そんな私の様子を見てか、シャオさんがあははと笑い出す。
「 面白いなお前は、気に入ったよ 」
そんなことを言いながらシャオさんは何処からともなくパイプを取り出しそれを口に咥える。
部屋に漂う煙草の香りが私の心を満たす。どことなく落ち着くのは、何故だろう。
パイプをくわえて煙草を吸いながらにシャオさんはこの場所についての説明をしてくれた。
どうやらここは、死人の魂が滞在する宿らしい。
現世と冥土の駐留地点のような、そんなかんじ。
にわかに信じがたい話ではあるが、記憶が全くない私にはそれ以外に信じる情報がない。
もしや私は死人なのか?死人としてこの宿に来たのではないか?と思いシャオさんに尋ねるも、彼女は「 それは違う 」とだけ言って他には何も言ってくれなかった。
私という存在がいよいよ謎になってくる。私とは一体なんなのだ。
自分という存在について考えては頭の中をかき乱して混乱状態に陥った私にシャオさんが声をかけた。
「 そうだ…、お前自分の名前は思いついたか?
何度も言うが名前がないとこれから不便なんだ。考えつかないなら私が考えてやってもいいが…
どうする? 」
シャオさんの声はとても透き通った声で、混乱して熱くなった私の頭を一気に冷やした。
私はうーんと唸って自分の名前を考えてみる。
ちふみ…いろは…ゆき…あんず…。
不思議と名前はぽんぽんと思い浮かぶのだが、その名前を新たな自分の名前として使う気にはなれなかった。

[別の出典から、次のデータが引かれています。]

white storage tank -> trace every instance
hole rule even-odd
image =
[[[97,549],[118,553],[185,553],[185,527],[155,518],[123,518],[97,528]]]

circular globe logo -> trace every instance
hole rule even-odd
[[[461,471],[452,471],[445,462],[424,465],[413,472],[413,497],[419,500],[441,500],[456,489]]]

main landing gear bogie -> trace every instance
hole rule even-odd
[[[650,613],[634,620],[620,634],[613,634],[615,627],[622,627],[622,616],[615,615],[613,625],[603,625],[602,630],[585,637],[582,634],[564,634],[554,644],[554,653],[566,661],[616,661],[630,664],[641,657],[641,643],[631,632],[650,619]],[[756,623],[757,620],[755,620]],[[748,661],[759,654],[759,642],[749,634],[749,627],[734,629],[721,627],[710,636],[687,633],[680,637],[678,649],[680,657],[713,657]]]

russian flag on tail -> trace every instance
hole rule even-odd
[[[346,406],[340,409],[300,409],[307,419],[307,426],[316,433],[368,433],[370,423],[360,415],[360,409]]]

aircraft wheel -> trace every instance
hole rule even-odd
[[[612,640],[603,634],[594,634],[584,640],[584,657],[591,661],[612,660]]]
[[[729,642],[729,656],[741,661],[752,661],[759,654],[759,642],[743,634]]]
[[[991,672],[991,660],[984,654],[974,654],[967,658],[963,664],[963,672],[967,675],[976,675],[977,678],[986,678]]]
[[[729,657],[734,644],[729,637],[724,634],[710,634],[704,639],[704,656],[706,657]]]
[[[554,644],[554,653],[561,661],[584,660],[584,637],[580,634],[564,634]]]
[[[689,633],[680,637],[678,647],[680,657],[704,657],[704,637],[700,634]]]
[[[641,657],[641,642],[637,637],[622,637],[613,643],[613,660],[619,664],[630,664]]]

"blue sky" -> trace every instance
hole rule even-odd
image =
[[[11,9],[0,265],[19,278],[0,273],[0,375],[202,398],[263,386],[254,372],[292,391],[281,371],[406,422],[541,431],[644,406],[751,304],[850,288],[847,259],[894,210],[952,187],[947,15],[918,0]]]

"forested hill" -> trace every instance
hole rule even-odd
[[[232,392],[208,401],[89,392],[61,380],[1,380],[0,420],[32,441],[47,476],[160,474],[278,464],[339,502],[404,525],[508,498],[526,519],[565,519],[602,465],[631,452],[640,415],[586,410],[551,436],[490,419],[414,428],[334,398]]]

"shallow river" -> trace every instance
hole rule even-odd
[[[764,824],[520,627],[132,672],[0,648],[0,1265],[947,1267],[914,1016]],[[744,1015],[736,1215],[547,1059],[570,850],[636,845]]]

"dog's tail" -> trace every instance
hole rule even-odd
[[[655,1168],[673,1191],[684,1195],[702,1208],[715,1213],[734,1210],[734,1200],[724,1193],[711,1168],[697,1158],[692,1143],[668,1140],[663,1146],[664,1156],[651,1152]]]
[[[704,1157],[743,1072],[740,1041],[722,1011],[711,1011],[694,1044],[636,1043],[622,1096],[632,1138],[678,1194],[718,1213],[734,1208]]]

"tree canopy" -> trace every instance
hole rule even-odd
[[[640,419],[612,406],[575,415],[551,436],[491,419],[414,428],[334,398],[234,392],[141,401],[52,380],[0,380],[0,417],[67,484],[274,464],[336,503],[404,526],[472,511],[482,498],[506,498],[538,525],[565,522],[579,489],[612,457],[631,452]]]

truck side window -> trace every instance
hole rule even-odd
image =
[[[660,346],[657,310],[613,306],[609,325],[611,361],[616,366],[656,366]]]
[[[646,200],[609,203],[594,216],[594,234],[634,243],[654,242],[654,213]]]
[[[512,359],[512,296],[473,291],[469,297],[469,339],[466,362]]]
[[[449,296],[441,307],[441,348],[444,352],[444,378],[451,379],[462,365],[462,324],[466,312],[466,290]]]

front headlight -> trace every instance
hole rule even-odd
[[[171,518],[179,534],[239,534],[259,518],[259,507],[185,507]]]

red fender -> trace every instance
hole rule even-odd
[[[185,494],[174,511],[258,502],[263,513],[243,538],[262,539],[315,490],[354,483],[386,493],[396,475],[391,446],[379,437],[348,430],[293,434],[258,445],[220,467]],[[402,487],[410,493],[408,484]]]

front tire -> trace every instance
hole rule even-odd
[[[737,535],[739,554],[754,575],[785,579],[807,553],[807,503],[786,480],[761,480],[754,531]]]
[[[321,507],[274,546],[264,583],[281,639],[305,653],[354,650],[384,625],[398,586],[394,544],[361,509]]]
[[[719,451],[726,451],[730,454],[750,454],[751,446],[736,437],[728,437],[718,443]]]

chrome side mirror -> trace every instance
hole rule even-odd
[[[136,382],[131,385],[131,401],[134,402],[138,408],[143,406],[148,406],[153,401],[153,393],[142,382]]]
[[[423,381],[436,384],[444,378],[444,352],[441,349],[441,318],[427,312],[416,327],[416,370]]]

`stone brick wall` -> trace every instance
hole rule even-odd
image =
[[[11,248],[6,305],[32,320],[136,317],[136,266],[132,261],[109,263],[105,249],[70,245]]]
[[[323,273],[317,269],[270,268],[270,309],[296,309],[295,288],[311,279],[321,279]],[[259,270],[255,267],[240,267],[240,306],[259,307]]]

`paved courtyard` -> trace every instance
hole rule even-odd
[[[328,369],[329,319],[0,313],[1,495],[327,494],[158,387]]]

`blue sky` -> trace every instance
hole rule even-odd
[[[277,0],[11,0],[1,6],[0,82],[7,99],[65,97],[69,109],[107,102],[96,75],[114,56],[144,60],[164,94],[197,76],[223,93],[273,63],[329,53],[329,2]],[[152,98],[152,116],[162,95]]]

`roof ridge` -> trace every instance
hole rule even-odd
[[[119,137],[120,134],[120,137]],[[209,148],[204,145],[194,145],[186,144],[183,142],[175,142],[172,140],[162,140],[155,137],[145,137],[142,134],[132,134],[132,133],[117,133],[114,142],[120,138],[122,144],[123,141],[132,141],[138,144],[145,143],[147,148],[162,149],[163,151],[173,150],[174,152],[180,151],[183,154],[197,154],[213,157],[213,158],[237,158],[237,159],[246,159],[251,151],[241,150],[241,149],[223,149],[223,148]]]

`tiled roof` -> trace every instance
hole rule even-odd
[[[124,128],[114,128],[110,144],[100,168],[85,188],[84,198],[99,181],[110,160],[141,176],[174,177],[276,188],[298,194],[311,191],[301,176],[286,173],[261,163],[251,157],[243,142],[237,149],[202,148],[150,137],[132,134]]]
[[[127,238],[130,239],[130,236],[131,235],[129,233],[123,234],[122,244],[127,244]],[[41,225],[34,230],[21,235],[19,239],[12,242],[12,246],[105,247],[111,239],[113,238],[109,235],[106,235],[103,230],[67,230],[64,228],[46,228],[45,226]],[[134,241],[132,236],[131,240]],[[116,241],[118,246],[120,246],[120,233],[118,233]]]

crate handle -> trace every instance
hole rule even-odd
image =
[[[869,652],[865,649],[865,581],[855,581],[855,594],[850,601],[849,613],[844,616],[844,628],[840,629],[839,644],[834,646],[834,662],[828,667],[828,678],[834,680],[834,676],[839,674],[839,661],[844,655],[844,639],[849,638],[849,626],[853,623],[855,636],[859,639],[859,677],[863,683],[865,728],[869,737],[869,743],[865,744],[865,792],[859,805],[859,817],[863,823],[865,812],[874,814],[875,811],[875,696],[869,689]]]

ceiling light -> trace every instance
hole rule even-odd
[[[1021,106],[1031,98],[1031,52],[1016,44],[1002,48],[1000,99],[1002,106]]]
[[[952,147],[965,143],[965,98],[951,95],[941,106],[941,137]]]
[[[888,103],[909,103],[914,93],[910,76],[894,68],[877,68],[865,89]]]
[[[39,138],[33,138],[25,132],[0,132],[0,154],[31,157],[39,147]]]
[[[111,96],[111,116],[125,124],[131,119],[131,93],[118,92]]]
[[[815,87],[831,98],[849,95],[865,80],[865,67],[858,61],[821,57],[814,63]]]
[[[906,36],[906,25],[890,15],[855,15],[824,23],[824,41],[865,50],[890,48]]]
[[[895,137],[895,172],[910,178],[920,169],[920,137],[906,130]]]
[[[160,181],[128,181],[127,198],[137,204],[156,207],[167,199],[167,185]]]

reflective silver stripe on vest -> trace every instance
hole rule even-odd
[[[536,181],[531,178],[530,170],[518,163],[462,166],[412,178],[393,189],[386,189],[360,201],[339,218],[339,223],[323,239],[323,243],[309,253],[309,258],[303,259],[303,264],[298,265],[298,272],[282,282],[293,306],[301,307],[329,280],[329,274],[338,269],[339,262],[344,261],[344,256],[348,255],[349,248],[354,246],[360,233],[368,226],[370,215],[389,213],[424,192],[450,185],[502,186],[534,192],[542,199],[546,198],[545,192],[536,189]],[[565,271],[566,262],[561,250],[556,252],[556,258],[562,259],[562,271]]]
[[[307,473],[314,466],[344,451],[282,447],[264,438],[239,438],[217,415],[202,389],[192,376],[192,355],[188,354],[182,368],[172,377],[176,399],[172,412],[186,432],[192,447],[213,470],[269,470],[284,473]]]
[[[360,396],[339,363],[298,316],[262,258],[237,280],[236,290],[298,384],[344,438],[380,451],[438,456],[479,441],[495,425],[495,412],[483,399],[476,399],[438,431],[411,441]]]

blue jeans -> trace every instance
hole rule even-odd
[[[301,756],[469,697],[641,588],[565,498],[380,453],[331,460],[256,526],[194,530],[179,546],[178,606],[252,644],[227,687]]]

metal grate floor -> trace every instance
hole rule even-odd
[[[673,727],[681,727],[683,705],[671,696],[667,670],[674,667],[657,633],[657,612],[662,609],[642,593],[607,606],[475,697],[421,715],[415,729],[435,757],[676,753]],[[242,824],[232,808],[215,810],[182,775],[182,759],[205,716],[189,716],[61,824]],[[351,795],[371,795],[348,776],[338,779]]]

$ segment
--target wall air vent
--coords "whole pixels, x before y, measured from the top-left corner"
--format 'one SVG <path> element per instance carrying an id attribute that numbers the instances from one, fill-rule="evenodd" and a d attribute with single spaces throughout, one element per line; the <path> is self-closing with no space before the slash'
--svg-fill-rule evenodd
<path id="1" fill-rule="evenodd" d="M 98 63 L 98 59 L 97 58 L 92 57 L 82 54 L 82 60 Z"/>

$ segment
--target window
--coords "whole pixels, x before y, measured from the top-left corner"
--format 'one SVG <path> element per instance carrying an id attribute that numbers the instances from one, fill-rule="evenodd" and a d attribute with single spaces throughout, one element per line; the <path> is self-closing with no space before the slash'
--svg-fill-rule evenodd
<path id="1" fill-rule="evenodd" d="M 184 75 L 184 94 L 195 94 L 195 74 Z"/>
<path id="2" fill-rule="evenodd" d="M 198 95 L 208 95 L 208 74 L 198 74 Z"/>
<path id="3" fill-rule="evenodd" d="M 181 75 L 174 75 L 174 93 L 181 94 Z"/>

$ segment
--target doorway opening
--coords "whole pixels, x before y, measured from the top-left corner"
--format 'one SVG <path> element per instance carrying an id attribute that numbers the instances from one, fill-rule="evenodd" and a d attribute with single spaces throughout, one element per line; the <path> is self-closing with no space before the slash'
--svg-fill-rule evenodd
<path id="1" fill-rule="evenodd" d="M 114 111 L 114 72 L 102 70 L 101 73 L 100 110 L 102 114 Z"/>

別にこれといった理由がある訳ではない。ただ、私の心がその名前を使う事を止めている気がするのだ。
他人の物を勝手に盗ることを良心が止めるような、そんなかんじだ。
「 その様子じゃ思い付きそうにないな。仕方ない…私が考えてやろう 」
唸ったきり黙り込んだ私を見かねてかシャオさんはそう言った。
まともに言葉が理解できるような歳になってから新たに名前を貰うなんてなんだか変な感じがする。
でもどこか嬉しいような気もする。
にやにやと口元を緩ませていると、シャオさんが私の新たな名前を提案した。